実践指定校実践例 2014年度

新聞を活用し,社会的事象に興味・関心をもち自らの考えを深める社会科学習

名古屋市立御田中学校(なごやしりつみたちゅうがっこう)

教科、科目、領域

中学校: 地理
学年 中学 1年
地理的分野 「ブラジルの発展と課題」
新聞紙面を利用し,新聞に取り上げられるような話題を取り上げることで,実社会の出来事に対する関心を高める。
今実際に起きている社会的事象を取り上げ,授業の導入場面で,新聞紙面を利用し生徒の興味・関心を高め,その社会的事象をきっかけに自らの考えを深めさせる。
新聞活用学習

1限目 ブラジルの新聞記事を見てブラジルの現在の様子をとらえる。
2限目 ブラジルの現状を知り,2年後のリオデジャネイロオリンピックについて考える。
3・4限目 ブラジルの課題・問題について,調べる。
5限目 各自が調べたものを基に小グループで話し合う。
6限目 調べたことを小グループごとにクラス全体で発表する。発表後に再度,自分の考えをまとめる。

1限目

 2014年7月に終了したサッカーワールドカップ開催国のブラジルを取り上げた。その際には,ワールドカップ開催の記事や開催前にブラジルで起こったデモなど開催反対の新聞記事などを取りあげた。
 また,「ブラジルは経済発展が進んでいるけど,貧富の差が大きいみたいだね」「デモやストの理由が,医療や教育,住宅問題って書いてあるよ」「デモやストが起きてるってことは,治安が不安だよね」と新聞記事を読むことで現状や課題を大まかにとらえることができた。
 新聞記事の読み取りを行った後,学習課題を「リオオリンピックをブラジル国民が喜べる大会にするためには,どうすればよいか?」と設定し,「治安・インフラ整備・教育・医療・貧富の差」の5つの課題を調べることを決めた。

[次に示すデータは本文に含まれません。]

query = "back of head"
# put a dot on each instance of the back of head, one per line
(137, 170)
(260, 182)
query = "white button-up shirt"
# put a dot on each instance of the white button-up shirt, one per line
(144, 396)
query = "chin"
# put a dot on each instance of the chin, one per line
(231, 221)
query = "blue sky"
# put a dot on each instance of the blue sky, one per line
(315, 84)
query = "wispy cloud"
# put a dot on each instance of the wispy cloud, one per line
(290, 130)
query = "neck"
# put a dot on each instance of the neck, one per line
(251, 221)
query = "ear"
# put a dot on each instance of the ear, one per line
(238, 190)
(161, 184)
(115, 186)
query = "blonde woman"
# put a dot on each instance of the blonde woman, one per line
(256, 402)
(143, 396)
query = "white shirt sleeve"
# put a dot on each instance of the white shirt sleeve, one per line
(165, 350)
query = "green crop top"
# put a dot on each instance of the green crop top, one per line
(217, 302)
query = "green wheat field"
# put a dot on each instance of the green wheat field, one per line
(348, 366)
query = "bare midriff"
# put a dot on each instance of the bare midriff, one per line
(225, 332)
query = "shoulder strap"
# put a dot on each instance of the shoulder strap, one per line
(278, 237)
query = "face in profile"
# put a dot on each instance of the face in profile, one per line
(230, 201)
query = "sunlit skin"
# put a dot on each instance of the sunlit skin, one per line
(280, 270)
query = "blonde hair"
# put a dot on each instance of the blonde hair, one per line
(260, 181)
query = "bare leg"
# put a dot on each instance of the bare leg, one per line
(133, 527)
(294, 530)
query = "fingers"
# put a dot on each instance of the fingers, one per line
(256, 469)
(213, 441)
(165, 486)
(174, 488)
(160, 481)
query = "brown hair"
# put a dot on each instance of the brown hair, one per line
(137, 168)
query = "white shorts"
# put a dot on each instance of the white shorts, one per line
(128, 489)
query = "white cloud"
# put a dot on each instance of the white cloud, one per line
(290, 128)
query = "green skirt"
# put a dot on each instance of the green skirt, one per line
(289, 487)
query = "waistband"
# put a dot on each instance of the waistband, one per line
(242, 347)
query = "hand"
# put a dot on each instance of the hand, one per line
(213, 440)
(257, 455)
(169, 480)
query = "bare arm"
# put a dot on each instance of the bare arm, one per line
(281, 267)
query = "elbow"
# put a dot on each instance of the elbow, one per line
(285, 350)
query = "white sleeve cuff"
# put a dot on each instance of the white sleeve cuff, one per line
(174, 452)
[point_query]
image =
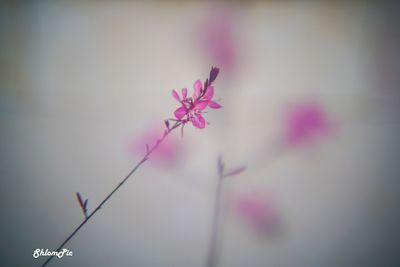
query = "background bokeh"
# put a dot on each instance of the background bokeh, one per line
(81, 82)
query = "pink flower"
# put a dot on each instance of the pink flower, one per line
(305, 122)
(259, 211)
(192, 107)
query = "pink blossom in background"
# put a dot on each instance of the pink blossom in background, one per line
(165, 155)
(304, 122)
(192, 107)
(259, 211)
(218, 36)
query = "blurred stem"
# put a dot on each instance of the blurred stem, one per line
(145, 158)
(213, 247)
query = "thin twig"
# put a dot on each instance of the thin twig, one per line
(213, 247)
(145, 158)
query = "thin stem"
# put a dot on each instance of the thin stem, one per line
(213, 247)
(144, 159)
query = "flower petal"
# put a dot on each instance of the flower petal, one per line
(200, 105)
(209, 93)
(180, 113)
(197, 89)
(176, 96)
(213, 104)
(198, 121)
(184, 93)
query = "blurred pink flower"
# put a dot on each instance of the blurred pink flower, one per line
(192, 107)
(259, 211)
(304, 122)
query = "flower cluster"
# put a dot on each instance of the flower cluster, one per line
(192, 107)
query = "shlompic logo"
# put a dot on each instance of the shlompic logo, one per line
(40, 252)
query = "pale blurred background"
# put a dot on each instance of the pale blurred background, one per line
(81, 81)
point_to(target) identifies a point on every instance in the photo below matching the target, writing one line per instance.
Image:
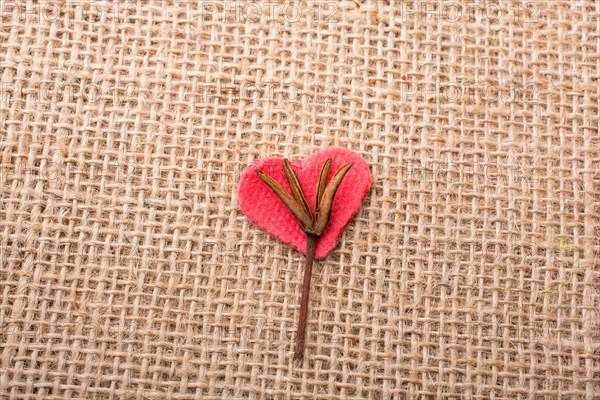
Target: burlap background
(128, 271)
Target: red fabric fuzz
(264, 208)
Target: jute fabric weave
(127, 270)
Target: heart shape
(265, 209)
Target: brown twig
(301, 331)
(313, 223)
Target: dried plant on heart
(313, 223)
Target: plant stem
(310, 255)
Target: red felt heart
(266, 210)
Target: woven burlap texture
(127, 270)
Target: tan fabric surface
(127, 270)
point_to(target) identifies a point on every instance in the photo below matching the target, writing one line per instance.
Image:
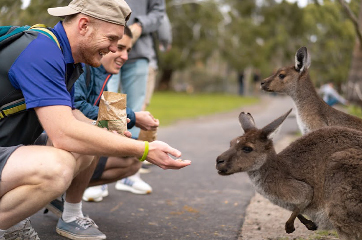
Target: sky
(301, 3)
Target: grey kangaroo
(319, 175)
(312, 112)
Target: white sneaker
(96, 193)
(22, 230)
(133, 184)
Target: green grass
(170, 107)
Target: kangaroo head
(250, 151)
(285, 80)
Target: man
(88, 89)
(32, 176)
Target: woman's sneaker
(81, 228)
(133, 184)
(96, 193)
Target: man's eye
(247, 149)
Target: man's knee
(61, 172)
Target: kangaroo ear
(272, 127)
(302, 59)
(246, 121)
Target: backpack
(9, 34)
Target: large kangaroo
(312, 112)
(319, 175)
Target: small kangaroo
(312, 112)
(319, 175)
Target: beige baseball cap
(113, 11)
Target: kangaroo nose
(219, 160)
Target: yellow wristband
(145, 153)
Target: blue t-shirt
(40, 71)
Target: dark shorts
(100, 168)
(5, 153)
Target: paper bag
(112, 112)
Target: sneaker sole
(54, 210)
(130, 189)
(75, 237)
(98, 199)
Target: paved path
(191, 203)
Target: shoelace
(85, 222)
(31, 234)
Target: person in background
(145, 19)
(88, 89)
(31, 176)
(132, 79)
(163, 40)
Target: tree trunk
(354, 88)
(165, 81)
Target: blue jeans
(133, 78)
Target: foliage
(169, 107)
(195, 33)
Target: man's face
(101, 39)
(113, 62)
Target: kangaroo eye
(247, 149)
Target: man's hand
(159, 152)
(146, 121)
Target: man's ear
(83, 25)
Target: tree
(195, 36)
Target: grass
(170, 107)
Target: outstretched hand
(159, 154)
(146, 121)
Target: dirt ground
(265, 220)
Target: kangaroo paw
(289, 228)
(311, 226)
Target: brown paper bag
(112, 112)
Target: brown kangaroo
(319, 175)
(312, 112)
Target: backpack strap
(12, 108)
(44, 30)
(8, 33)
(87, 75)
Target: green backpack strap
(44, 30)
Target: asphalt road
(191, 203)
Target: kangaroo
(318, 175)
(312, 112)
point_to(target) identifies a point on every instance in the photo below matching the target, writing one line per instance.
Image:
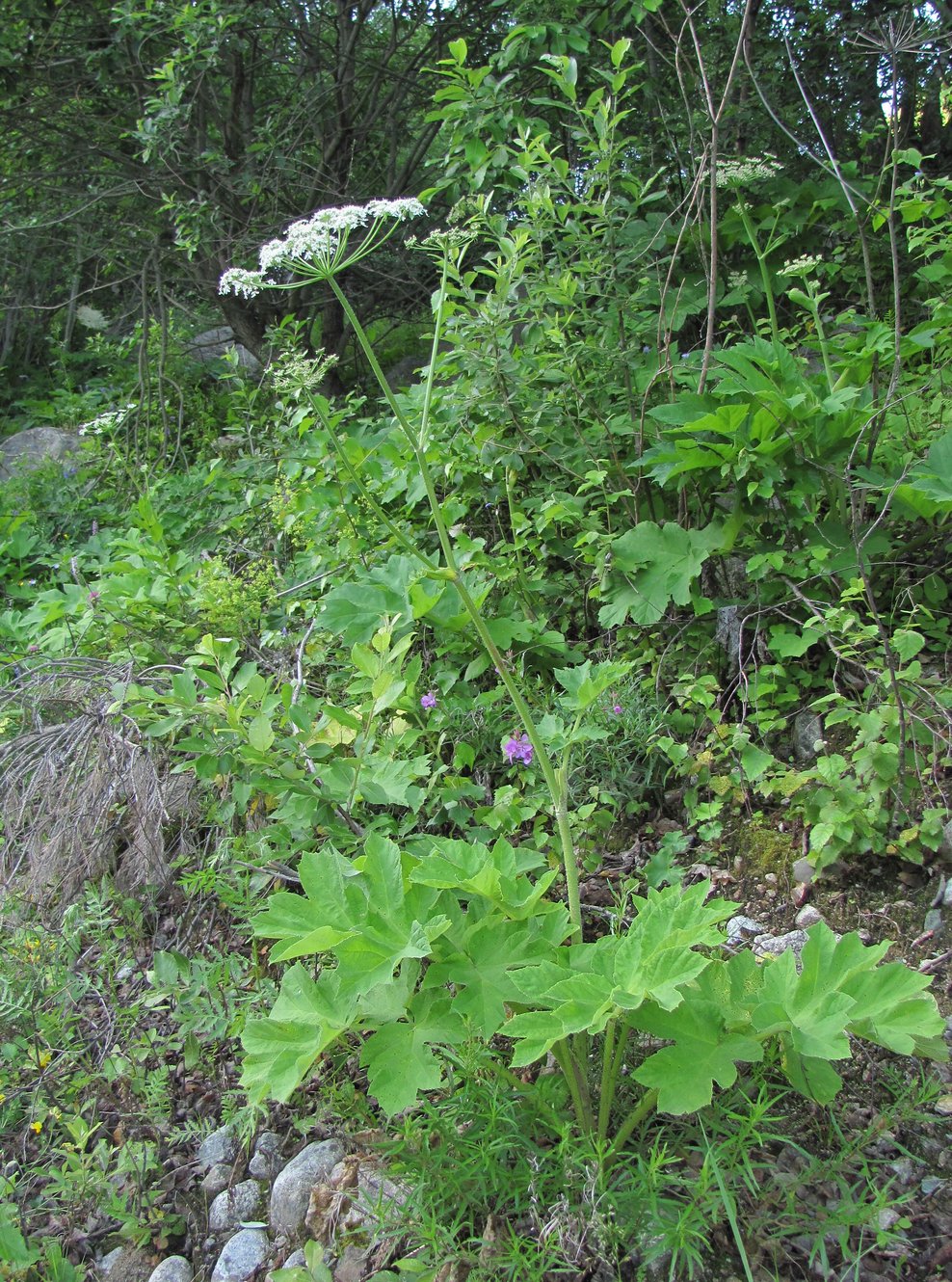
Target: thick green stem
(764, 275)
(556, 788)
(634, 1118)
(614, 1056)
(573, 1073)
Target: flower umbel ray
(318, 248)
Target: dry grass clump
(81, 791)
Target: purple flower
(517, 750)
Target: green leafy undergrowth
(445, 943)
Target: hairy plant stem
(624, 1133)
(761, 263)
(556, 782)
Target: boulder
(214, 344)
(242, 1257)
(26, 451)
(173, 1269)
(292, 1189)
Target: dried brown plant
(82, 792)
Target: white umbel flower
(318, 248)
(236, 280)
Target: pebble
(803, 870)
(235, 1205)
(267, 1157)
(773, 945)
(242, 1255)
(741, 927)
(807, 917)
(292, 1188)
(173, 1269)
(218, 1146)
(904, 1169)
(217, 1180)
(108, 1263)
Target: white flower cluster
(743, 174)
(319, 243)
(236, 280)
(805, 265)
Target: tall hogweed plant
(414, 945)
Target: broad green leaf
(785, 644)
(587, 682)
(486, 956)
(703, 1053)
(652, 567)
(477, 869)
(400, 1057)
(655, 959)
(754, 761)
(814, 1079)
(933, 477)
(306, 1018)
(356, 610)
(260, 734)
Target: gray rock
(376, 1193)
(807, 917)
(218, 1178)
(292, 1188)
(242, 1255)
(933, 921)
(173, 1269)
(235, 1205)
(127, 1265)
(353, 1265)
(905, 1169)
(267, 1157)
(803, 870)
(214, 344)
(807, 733)
(218, 1146)
(773, 945)
(741, 929)
(405, 371)
(109, 1261)
(26, 451)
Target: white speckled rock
(267, 1158)
(292, 1188)
(217, 1180)
(295, 1261)
(218, 1146)
(173, 1269)
(108, 1263)
(233, 1205)
(807, 917)
(242, 1255)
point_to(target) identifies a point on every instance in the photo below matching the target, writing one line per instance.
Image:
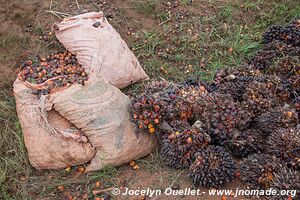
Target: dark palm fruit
(285, 143)
(147, 113)
(190, 94)
(213, 167)
(57, 70)
(244, 143)
(178, 148)
(260, 96)
(276, 118)
(257, 171)
(157, 86)
(171, 105)
(288, 34)
(286, 179)
(220, 115)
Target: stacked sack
(69, 105)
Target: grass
(213, 35)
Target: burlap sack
(47, 150)
(100, 110)
(100, 49)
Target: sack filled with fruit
(69, 118)
(100, 49)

 複数の新聞記事を利用し,現在のブラジルで起こっている出来事について知ることができるようにする。見出しや記事からブラジルが抱えている様々な課題(治安・インフラ整備・教育・医療・貧富の差)について読み取り、次時以降に調べる課題を決めていく。

 生徒たちは,「ブラジル 格差問う壁」「ブラジルW杯漂う暗雲」「ブラジルW杯残った課題」といった見出しの新聞記事を読み,「開会式は凄い盛り上がっていたけど,デモがたくさん起きているね」「W杯に抗議の壁画が描かれてるね」「2年後にはオリンピックがあるけど大丈夫なのかな」といった声が上がっていた。

 実践後に「新聞を使って,今の状況がどうなっているのか。何が起きているのか。今のブラジルのことがよく分かった」という感想があった。生徒が,新聞記事からブラジルの現在の様子をつかみ,今起きている出来事からブラジルの課題を見つけることができたと考える。
 来年度に向けては,ざまざまな社会的事象が「なぜ,起こったのか」「どうしてこのような結果になったのか」「どのような課題(問題)を抱えているのか」をより深く考えていく力を身に付けていくことが大切だと考える。このような「なぜ・どうして」と思考力を育成する授業を計画していく上で,資料として新聞を活用していく実践を行っていきたいと考える。